Because the transaction is verified publicly and cannot be altered or tampered with, all parties are held to their contractual obligations and action can automatically be taken if they are not met.
Real distress can be caused to customers when companies don’t keep to their side of a bargain. The burden of proof often rests on the customer to chase, discuss, persuade and fight for compensation. When things go seriously wrong, cases often get referred to third parties such as complaints teams (or even consumer affairs regulators) who are needed to verify claims of contractual wrongdoing and put situations right – a layer of operations that’s often resource-heavy and complicated to administer.
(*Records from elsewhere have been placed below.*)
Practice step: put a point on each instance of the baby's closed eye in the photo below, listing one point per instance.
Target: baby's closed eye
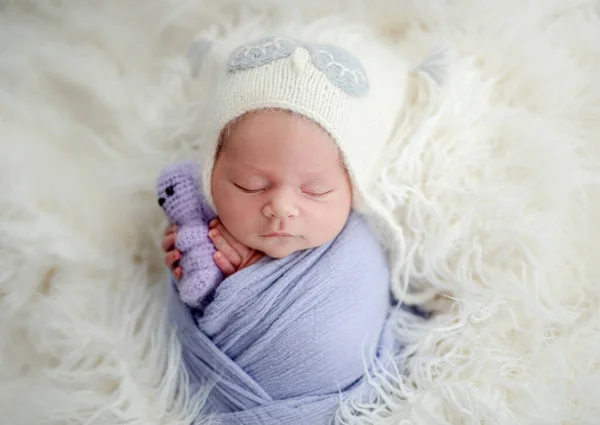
(317, 190)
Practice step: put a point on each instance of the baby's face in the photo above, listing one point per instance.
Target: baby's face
(279, 185)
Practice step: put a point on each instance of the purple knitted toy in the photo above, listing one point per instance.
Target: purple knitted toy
(180, 196)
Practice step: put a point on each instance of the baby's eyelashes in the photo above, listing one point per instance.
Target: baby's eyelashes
(248, 190)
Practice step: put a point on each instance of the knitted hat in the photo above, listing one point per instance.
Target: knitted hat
(354, 93)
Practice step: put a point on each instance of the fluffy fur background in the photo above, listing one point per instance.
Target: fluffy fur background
(494, 187)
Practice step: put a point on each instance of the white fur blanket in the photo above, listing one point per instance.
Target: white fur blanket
(494, 188)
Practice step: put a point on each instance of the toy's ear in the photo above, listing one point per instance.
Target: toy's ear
(197, 54)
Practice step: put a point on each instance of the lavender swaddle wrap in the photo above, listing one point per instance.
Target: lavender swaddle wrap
(283, 339)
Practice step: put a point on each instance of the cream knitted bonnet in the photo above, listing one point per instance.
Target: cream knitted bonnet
(354, 92)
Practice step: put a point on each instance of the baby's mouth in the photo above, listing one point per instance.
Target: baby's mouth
(277, 235)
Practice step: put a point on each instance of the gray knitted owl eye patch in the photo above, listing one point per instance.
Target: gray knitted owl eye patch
(338, 65)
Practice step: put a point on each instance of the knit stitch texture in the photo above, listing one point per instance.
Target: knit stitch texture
(180, 195)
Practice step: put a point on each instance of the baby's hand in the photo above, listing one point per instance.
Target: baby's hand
(231, 255)
(173, 255)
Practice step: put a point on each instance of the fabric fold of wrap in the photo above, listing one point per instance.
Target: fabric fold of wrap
(283, 341)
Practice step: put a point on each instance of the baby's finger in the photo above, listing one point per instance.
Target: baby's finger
(240, 249)
(171, 228)
(178, 273)
(171, 258)
(223, 245)
(224, 264)
(169, 242)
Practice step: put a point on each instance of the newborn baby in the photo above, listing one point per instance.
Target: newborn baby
(302, 310)
(279, 186)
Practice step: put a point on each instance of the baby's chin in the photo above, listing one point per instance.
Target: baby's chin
(279, 249)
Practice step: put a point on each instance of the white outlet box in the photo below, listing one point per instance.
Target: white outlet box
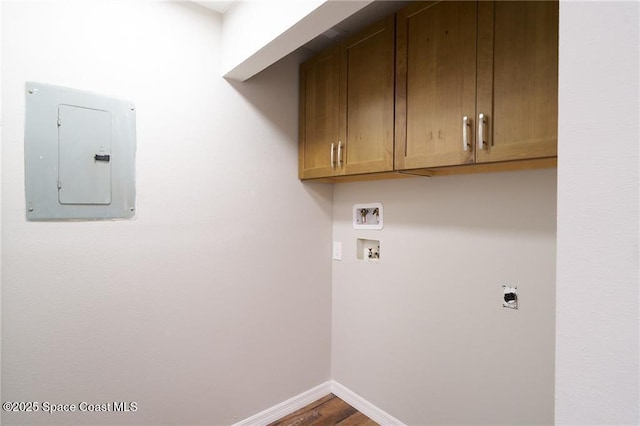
(367, 216)
(337, 250)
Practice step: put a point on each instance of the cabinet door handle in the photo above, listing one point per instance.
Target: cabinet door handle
(333, 163)
(465, 133)
(482, 120)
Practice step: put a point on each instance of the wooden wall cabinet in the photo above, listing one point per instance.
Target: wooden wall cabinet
(477, 82)
(347, 106)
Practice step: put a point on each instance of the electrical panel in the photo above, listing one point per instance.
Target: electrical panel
(79, 155)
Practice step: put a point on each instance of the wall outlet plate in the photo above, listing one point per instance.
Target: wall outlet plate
(509, 297)
(367, 216)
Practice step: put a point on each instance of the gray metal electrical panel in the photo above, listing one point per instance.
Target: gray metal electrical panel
(79, 155)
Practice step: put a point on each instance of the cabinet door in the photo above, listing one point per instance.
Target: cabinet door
(367, 69)
(436, 83)
(518, 79)
(319, 115)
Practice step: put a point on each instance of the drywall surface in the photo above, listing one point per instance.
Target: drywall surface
(211, 305)
(256, 34)
(422, 334)
(598, 325)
But with smart contracts automating the consequences of contractual non-compliance, third parties and complex processes become unnecessary. The time and effort required to put situations right can be reduced, while leveling the power imbalance between customers and businesses. It also helps companies with great processes gain competitive advantage, especially when compared to companies who seem to only stay in business from making it prohibitively difficult for their customers to complain.

Customer Record Keeping

We’ve all heard horror stories of companies who have failed to keep customer data safe. Whether it’s personally identifiable information, passwords, sensitive health records or even information that reveals political preferences, businesses and customers everywhere are rightfully concerned about the security of customer data.

As it stands, customers have to trust that companies only hold information about them that’s reasonable and proportionate when in reality, that might not always be the case. Not to mention that each time customers hand over their personal information to businesses, it puts them at risk of identity theft.
By using systems to store customer identity information on the blockchain, with that data secured in an encrypted form that customers can disclose as they choose, businesses wouldn’t need to hold the personal information necessary for customers to pass data security checks. Companies wouldn’t have to worry about keeping that data safe, clean or compliant as it won’t be held internally, and customers won’t have to worry about excessive or unsafe personal information being held by companies.

For example, Factom intends to use blockchain to store healthcare records such as medical bills and patient-physician communications. The nature of blockchain-based records means that this information can be simultaneously secured through cryptography while ensuring that records made can never be tampered with.
In future, businesses could even have the capability to take customer funds only when a product has been verified on the blockchain as received by the customer.
This new technology gives us all the opportunity to rethink traditional business processes from their roots, eliminating business liabilities and making all kinds of processes fairer for customers as well.

The Cambridge Analytica scandal has caused customers everywhere to question who holds their data, and why. We’re all living in a new age of data insecurity and mistrust. Blockchain technology could act as the antidote to this consumer skepticism, as the decentralization of customer data could usher in radically open, more transparent customer relationships – becoming the next big differentiator for businesses.
Blockchain has the potential to act as a guarantee seal used by businesses for customers fair treatment. Blockchain could allow businesses to demonstrate transparency and core values of security, fairness, and equality.

Customer Experience professionals need to be aware of the huge potential of this technology. Forbes and Fortune magazines are predicting blockchain will literally change the world, propelled by blockchain venture initiatives from some of the world’s most prominent and influential businesses.